EY YÜCE DEVLET, SEN BİZE TOPLU TAŞIMA SUNMAZKEN, BİZ SANA NEDEN SEYRÜSEFER HARCI VERELİM?
Kamu çalışanlarının ikinci iş yapmasına açıkça göz yumdun. Siyasette etkin olduklarından doktorların ikinci ve üçüncü iş yapmalarına izin verdin.
Piyasada iş bulmak için yarıştığımız rakiplerimizin aylık maaşlarını ödemek için bizden vergi aldın.
Bazımız çorbadan iki kaşık aldı, bazımız ise aç kaldı.
EY YÜCE DEVLET, SEN KAMUDA İKİNCİ İŞİN ÖNÜNE GEÇEMEZKEN, BİZ SANA NEDEN VERGİ VERELİM?
Bir kalemde milyonlarca Türk Lirası vergileri sildin, iptal ettin.
Bizlerin 3-5 kuruş gelirini sıkıştırırken, hayatta kalmaya çalıştığımız 2020’ye bile resen gönderirken, bir kalemde 20 Milyon TL’lik vergilere muafiyet vermekten çekinmedin.
Fakirden alıp zengine vermekten hiç geri durmadın!
EY YÜCE DEVLET, SEN FAKİRDEN ALIP ZENGİNE VERİRKEN, BİZ SANA NEDEN GELİR VERGİSİ VERELİM?
Söyle yüce devlet, sen hak eder misin bu ülkenin vatandaşından 1 kuruş dahi vergi istemeyi?
Hak eder misin bizlere hizmet vermeden, eşitliği sağlamadan, insani asgari ihtiyaçlara karşılık vermeden vergi istemeyi?
Hak etmezsin kardeşim.
Bizlere hiçbir hizmet sunmadan istediğin vergi hakkın değildir. Meşru değildir!
Çünkü biz seninle bir toplum sözleşmesi imzaladık ey yüce devlet.
Kıbrıslı Türkler senin anayasana, kurallarına ve yasalarına uymayı ve bunun sonucu olarak da vergi vermeyi kabul ettiler.
Sen de bunun karşılığında sağlık, koruma, adalet, zor anlarda ekonomik ve sosyal yardımlar yapmayı kabul ettin.
Fakat sen bizim iyi niyetimizi kötüye kullandın.

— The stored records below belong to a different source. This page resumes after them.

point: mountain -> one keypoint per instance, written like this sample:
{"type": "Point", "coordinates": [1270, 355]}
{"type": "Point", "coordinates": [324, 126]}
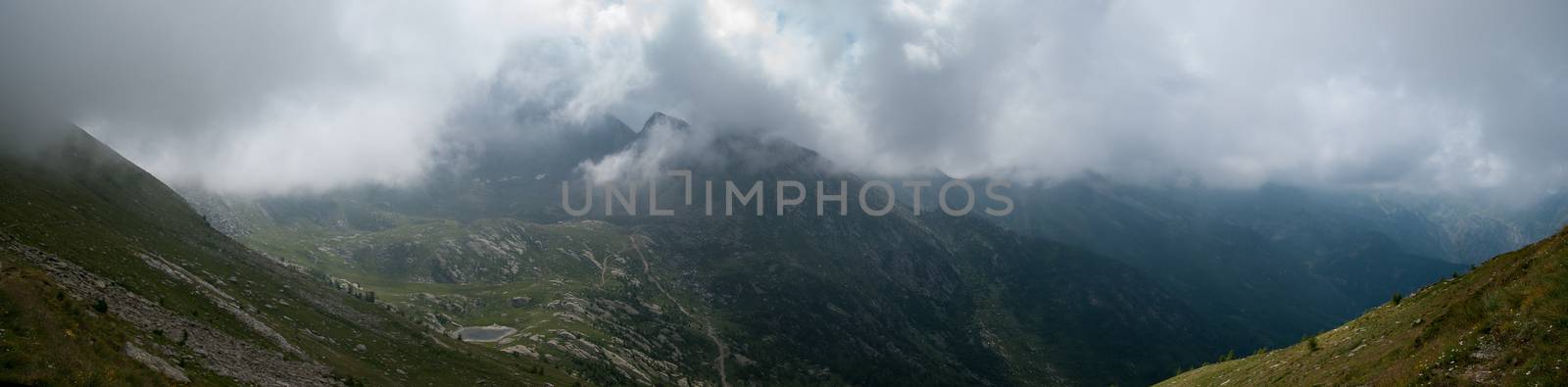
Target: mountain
{"type": "Point", "coordinates": [109, 277]}
{"type": "Point", "coordinates": [1277, 262]}
{"type": "Point", "coordinates": [1499, 324]}
{"type": "Point", "coordinates": [789, 298]}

Vermen gereken hizmetleri vermemeye başladın. Savsakladın.
O yüzden bu sana açık bir çağrıdır, aldığın vergiler meşru değildir. Bu vergileri bizden talep etmeyi hak etmiyorsun. Ve bizlere toplu taşıma, sağlık, eğitim, adalet, eşitlik ve sosyal yardım sağlamadığın sürece de hak etmeyeceksin.
O yüzden sana çağrımızdır ey yüce devlet:
TOPLUM SÖZLEŞMESİNE UY! BİZLERE SÖZ VERDİĞİN HİZMETLERİ SAĞLA! ALDIĞIN VERGİNİN HAKKINI VER!